The novel traces their journey to return, with Happy as the primary focus of the novel. Happy is ordered to locate two German divisions for Army cartographers. The article explores the motives that brings these three men to commit treason, with Happy's journey through Ulm and Heidelberg to the Rhine at Mannheim is the principal narrative thread of the book. A New York Times reviewer called the book "not primarily a novel at all," that "the plot is necessarily set and stereotyped," and that its principal interest was its description of life in Germany during the war.

The novel was based on Howe's experiences as an OSS officer. The book won a $15,000 first prize award in a contest by the Christophers, "an organization devoted to bringing Christian principles into everyday life."

Howe dedicated the book "To Happy 1925-45." In a foreword to the novel, the author reprinted a sorrowful 1947 letter he had received from Happy's father seeking information about his son's fate. At the book's end, the author recounts that he had responded to the original letter from Happy's father, telling him what had happened to his son. The novel ends with a second letter from the father, noting that both he and his wife were grateful to Howe "for having seen as deep into our boy's heart as only we had seen."

Howe wrote the novel while spending six months in the hospital recovering from serious injuries in a car accident. He was in traction and had to dictate the text of the novel into a machine.

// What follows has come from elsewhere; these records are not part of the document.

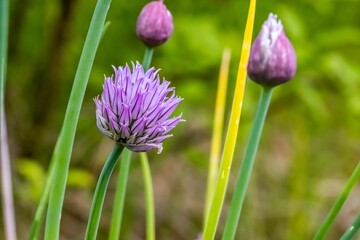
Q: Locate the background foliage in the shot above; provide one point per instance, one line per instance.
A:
(309, 147)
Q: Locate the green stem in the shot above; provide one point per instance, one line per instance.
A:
(352, 230)
(147, 58)
(6, 178)
(65, 143)
(99, 195)
(35, 226)
(338, 204)
(247, 165)
(149, 198)
(119, 199)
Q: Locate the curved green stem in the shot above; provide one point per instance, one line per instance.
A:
(65, 143)
(247, 165)
(5, 162)
(119, 199)
(35, 226)
(99, 195)
(338, 204)
(352, 230)
(147, 58)
(149, 198)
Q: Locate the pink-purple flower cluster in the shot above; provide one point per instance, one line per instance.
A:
(272, 58)
(134, 108)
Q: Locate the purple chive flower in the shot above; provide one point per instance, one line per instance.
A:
(272, 57)
(134, 108)
(154, 25)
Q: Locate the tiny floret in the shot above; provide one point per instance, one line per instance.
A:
(272, 57)
(134, 108)
(154, 25)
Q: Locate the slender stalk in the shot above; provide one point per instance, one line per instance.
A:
(6, 184)
(149, 198)
(119, 199)
(321, 233)
(100, 191)
(247, 165)
(147, 58)
(6, 178)
(35, 226)
(230, 141)
(217, 129)
(65, 143)
(352, 230)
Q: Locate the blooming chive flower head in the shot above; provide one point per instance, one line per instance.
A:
(272, 57)
(134, 108)
(154, 25)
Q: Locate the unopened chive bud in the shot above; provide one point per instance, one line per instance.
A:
(272, 58)
(154, 24)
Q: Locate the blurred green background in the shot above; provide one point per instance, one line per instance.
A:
(310, 145)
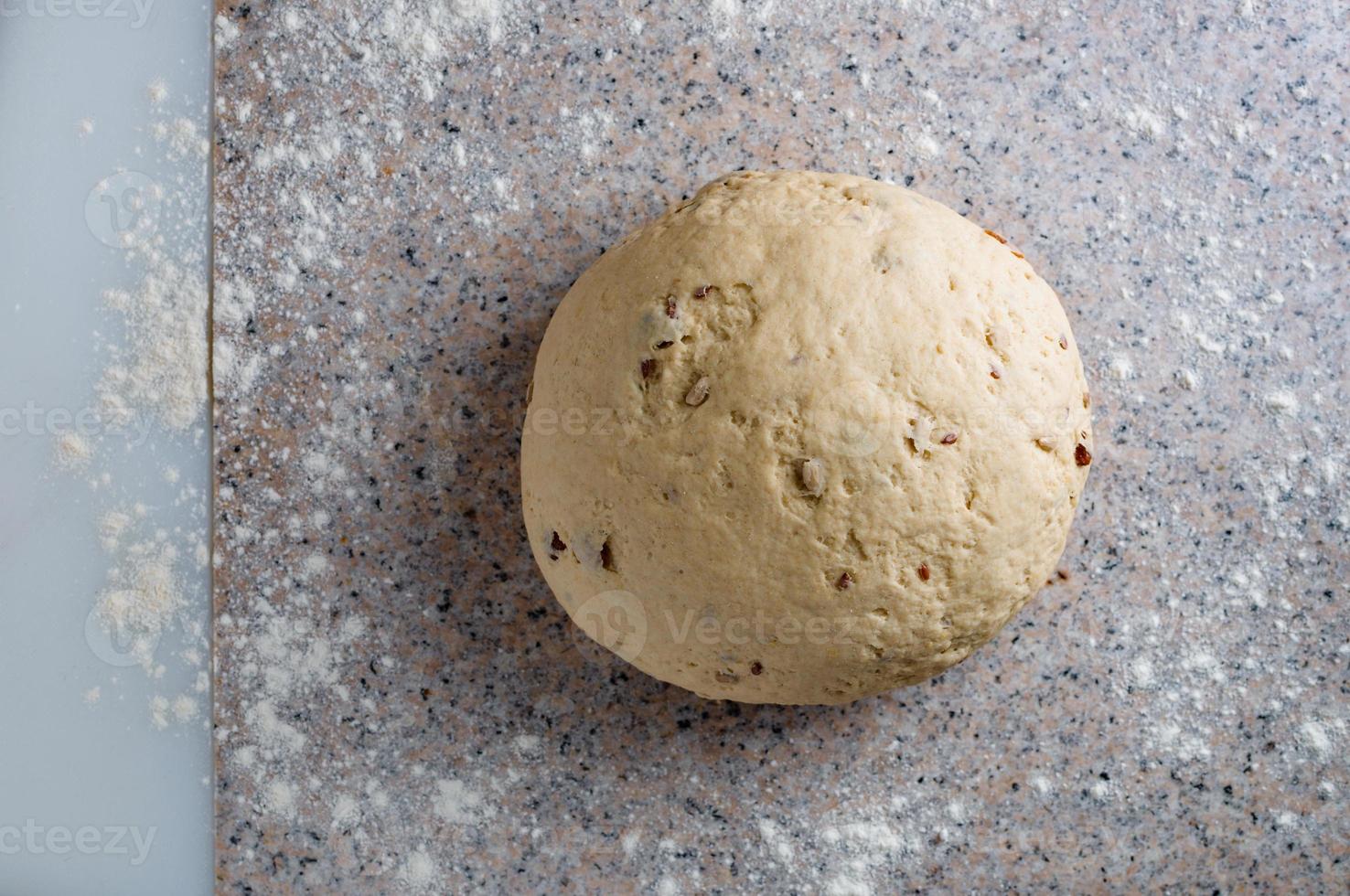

The novel was translated into seven languages and was published in eight countries. It was adapted into a 1951 film, Decision Before Dawn, starring Oskar Werner as Happy and featuring Richard Basehart and Gary Merrill as U.S. intelligence officers.

Howe was also author of the 1953 novel The Heart Alone and the 1959 novel Mt. Hope; A New England Chronicle, published by Viking Press. The book is a historical novel set in Bristol, Rhode Island, and is largely a chronicle of members of the Howe family. A New York Times review called it a "tongue-in-cheek record of buccaneering skullduggery."

== Personal life and death ==
In his Boston Globe obituary, Howe was described as a "tall, lean, dark-eyed, patrician-looking man."

Howe was married to Elisabeth W. Parker. They had a son and three daughters. He retired in 1968 and lived at a farm in Culpeper, Virginia, where he raised and boarded thoroughbred horses. He died at 79 on June 19, 1977, after surgery at a Veterans Administration Hospital in Salem, Virginia.